Adcock to dispose of India subsidiary, swings to FY profit
Two years after its R822-million buyout of Cosme Pharma Laboratories and several impairments later, JSE-listed Adcock Ingram on Wednesday announced plans to dispose of the India-based pharmaceutical company after a continuing disappointing performance.
The group, which bought the firm in January 2013 to build a solid growth base in India as part of expansion plans into new territories and emerging markets, would start a “formal sales process” in due course.

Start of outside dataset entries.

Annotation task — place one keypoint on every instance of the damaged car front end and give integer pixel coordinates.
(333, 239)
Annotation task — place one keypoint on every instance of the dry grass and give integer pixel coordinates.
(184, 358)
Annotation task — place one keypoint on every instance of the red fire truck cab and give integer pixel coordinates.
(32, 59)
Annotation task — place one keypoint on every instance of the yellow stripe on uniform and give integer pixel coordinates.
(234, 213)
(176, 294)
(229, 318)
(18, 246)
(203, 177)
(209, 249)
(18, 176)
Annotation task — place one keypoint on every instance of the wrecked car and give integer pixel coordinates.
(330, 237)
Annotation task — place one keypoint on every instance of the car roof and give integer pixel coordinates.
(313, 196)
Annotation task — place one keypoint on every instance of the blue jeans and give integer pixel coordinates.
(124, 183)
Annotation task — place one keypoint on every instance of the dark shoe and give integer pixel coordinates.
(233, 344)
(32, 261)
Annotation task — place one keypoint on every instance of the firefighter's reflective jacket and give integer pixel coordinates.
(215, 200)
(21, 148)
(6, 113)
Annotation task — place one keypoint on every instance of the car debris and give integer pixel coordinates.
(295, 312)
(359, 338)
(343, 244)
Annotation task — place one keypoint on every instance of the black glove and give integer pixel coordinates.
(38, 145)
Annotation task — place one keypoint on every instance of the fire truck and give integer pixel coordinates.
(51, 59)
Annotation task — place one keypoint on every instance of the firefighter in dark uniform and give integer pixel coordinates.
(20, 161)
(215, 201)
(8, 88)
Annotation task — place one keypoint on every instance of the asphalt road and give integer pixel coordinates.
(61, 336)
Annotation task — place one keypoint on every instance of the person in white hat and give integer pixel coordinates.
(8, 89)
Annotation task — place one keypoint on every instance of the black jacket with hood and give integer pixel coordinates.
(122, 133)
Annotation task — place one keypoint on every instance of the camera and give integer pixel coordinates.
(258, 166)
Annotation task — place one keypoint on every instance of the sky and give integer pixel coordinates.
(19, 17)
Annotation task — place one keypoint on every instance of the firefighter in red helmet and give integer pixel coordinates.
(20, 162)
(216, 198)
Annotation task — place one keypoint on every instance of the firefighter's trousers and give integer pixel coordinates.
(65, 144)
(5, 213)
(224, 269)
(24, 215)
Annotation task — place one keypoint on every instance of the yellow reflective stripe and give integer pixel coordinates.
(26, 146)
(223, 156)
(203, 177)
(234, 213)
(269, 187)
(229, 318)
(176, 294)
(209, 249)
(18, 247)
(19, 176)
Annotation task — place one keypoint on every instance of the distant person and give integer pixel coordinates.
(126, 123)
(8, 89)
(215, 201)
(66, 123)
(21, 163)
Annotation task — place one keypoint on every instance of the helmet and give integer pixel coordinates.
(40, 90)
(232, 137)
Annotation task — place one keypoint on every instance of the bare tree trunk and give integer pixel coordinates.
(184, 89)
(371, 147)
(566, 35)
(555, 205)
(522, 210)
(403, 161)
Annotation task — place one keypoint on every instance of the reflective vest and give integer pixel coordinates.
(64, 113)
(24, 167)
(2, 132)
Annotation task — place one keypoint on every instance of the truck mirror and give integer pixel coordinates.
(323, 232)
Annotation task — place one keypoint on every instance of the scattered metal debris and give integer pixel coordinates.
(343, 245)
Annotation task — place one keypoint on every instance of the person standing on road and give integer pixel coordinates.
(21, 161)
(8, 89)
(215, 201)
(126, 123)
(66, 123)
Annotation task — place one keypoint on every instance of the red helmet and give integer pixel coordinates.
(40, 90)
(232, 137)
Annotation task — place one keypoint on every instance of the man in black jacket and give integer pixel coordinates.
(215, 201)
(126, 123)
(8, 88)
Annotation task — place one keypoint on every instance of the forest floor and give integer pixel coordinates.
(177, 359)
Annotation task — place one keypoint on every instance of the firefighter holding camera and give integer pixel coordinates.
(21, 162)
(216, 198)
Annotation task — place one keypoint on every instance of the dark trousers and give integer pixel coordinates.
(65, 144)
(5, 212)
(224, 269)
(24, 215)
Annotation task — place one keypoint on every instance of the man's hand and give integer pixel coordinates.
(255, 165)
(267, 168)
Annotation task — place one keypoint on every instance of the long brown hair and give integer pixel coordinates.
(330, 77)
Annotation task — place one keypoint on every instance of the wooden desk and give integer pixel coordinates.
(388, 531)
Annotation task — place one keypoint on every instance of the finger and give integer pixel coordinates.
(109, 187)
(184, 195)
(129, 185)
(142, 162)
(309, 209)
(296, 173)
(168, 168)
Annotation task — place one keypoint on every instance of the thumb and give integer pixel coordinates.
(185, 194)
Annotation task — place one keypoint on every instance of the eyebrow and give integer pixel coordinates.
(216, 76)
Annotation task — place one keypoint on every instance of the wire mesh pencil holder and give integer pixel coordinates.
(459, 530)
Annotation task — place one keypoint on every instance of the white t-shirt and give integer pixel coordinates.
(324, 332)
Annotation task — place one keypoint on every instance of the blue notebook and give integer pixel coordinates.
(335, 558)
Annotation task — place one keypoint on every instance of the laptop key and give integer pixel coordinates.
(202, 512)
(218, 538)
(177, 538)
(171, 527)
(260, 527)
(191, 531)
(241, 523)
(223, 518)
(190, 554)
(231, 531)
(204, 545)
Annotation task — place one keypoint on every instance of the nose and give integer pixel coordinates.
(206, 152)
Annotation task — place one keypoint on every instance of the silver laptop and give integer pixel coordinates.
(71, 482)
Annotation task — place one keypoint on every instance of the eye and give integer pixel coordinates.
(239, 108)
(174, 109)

Adcock’s acquisition of the mid-sized pharmaceuticals company was justified at the time by the growth prospects of a pharmaceutical sales and distribution business with a wide-ranging portfolio of good-quality, good-margin products in several therapeutic classes, such as gynaecology, gastrointestinal, dermatology and orthopaedic, in a vast high-growth market.
Cosme’s 27-State distribution capability, with access to over 150 000 physicians, had been expected to provide Adcock with a strong platform for new product launches and eventual exposure to its own brands.
However, two years in, Cosme was failing to perform to expectations, with Adcock’s perceived growth potential requiring significant investment to gain traction.
“As time has evolved, management has recognised the difficulties of operating an enterprise in such a competitive pharmaceutical market, which, in relative terms, is sub-scale, requiring inter-alia, significant further investment,” the company said on Wednesday.
Cosme’s overhead-to-sales ratios remained the principal challenge, while the company faced significant competition in a market that had over 5 000 registered pharmaceutical companies when Adcock first agreed to buy the company in 2012.
The widening trading loss of R56.8-million during the 12 months to June 30, led to an impairment of R74.4-million.
This followed a R278-million impairment of the Indian company in the 2014 financial year.
Adcock would continue to manage and maintain Cosme’s value, while its sought out a buyer.
BACK IN BLACK
Meanwhile, Adcock emerged out of the red in the year to June, swinging from headline losses of R170-million in 2014 to headline earnings of R270.4-million.
This translated into headline earnings a share of 160.1c, a drastic shift from the headline loss a share of 100.8c recorded in the prior financial year.
Adcock achieved basic earnings a share of 117.2c during the year under review, compared with the basic loss a share of 493.7c reported in 2014.
The group, which embarked on a general business restructure in 2014, showed a strong turnaround from losses of R828.7-million in 2014 to a profit of R198.8-million.
“Apart from the financial implications arising from the review process, the group's comparative 2014 performance unfortunately includes the adverse consequences of certain internal issues and judgments during that period, the consequences of an unforgiving market and, generally, a volatile and challenging South African economy,” the company pointed out.
Increased throughput, improved factory efficiencies, cost engineering applications and savings on raw material cost resulted in an increase in Adcock’s gross profit percentage from 33% in 2014 to 38% in the year under review.
Adcock’s R5.5-billion turnover for 2015 was up 6.5% on the R5.1-billion reported in the prior year, while revenue increased from R5.2-billion in 2014 to R5.6-billion in the year under review.
Adcock declared a final dividend of 81c a share for the year ended June 30.